This paper shows, via computational evidence, that two specific stochastic car following models can either display 1-phase/1-state or 2-phase/3-state traffic, depending on the choice of parameters. With 2-phase parameters, the two phases are: ``laminar'', and ``jammed''. These phases also correspond to two of the three states. Those states are homogeneous. The third state, at intermediate densities, is a coexistence state, consisting of sections with jammed and sections with laminar traffic.
The transition to a 1-phase/1-state model happens via the densities of the laminar and of the jammed phase approaching each other until they become the same. Beyond this point, there is only one homogeneous phase of traffic.
Some of these findings can be understood by looking at deterministic models for traffic, either car-following or fluid-dynamical. However, the stochastic elements of the transition cannot be explained by deterministic models. An important stochastic element is meta-stability, which means that a ``super-critical'' homogeneous state can survive for long times before it ``breaks down'' and reorganizes into stop-and-go traffic. Another important stochastic element is that structure formation and strong variability can also happen in a 1-phase model as long as the parameters are close to the 2-phase model - a deterministic model would converge to a homogeneous solution here.

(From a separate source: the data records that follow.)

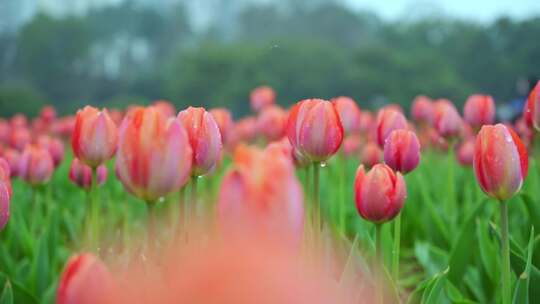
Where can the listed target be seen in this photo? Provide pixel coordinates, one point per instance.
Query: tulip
(262, 97)
(12, 157)
(380, 193)
(387, 121)
(154, 156)
(532, 108)
(349, 113)
(81, 174)
(85, 280)
(479, 110)
(5, 197)
(500, 164)
(35, 165)
(371, 155)
(272, 122)
(204, 138)
(447, 121)
(465, 153)
(19, 138)
(262, 192)
(225, 122)
(95, 136)
(500, 161)
(54, 146)
(402, 151)
(422, 110)
(314, 129)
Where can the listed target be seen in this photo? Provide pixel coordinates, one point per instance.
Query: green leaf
(521, 292)
(7, 294)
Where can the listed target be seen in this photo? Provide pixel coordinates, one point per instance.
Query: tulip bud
(422, 110)
(465, 153)
(54, 146)
(314, 129)
(225, 122)
(380, 193)
(447, 121)
(500, 161)
(402, 151)
(271, 122)
(85, 280)
(81, 174)
(154, 156)
(387, 121)
(479, 110)
(371, 155)
(349, 113)
(5, 197)
(36, 165)
(95, 136)
(261, 97)
(204, 137)
(532, 108)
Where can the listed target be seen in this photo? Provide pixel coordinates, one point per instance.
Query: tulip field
(321, 202)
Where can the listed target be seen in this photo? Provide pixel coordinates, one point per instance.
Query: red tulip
(272, 122)
(371, 155)
(349, 113)
(262, 97)
(532, 108)
(422, 110)
(20, 137)
(479, 110)
(447, 121)
(225, 122)
(314, 129)
(85, 280)
(402, 151)
(5, 197)
(380, 193)
(154, 156)
(35, 165)
(500, 161)
(262, 192)
(204, 138)
(54, 146)
(81, 174)
(387, 121)
(95, 136)
(465, 152)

It is important to understand this possibility of stochastic models to be in different regimes if one considers to enter discussions of traffic breakdown probabilities into the Highway Capacity Manual. If traffic is best described by a 1-phase model, then there is, in our view, no theoretical justification for such probabilities. If, however, traffic is best described by a 2-phase model, then the 2-phase model could give theoretical predictions for breakdown probabilities. A discussion of breakdown probabilities in 2-phase models can be found in Ref. (43).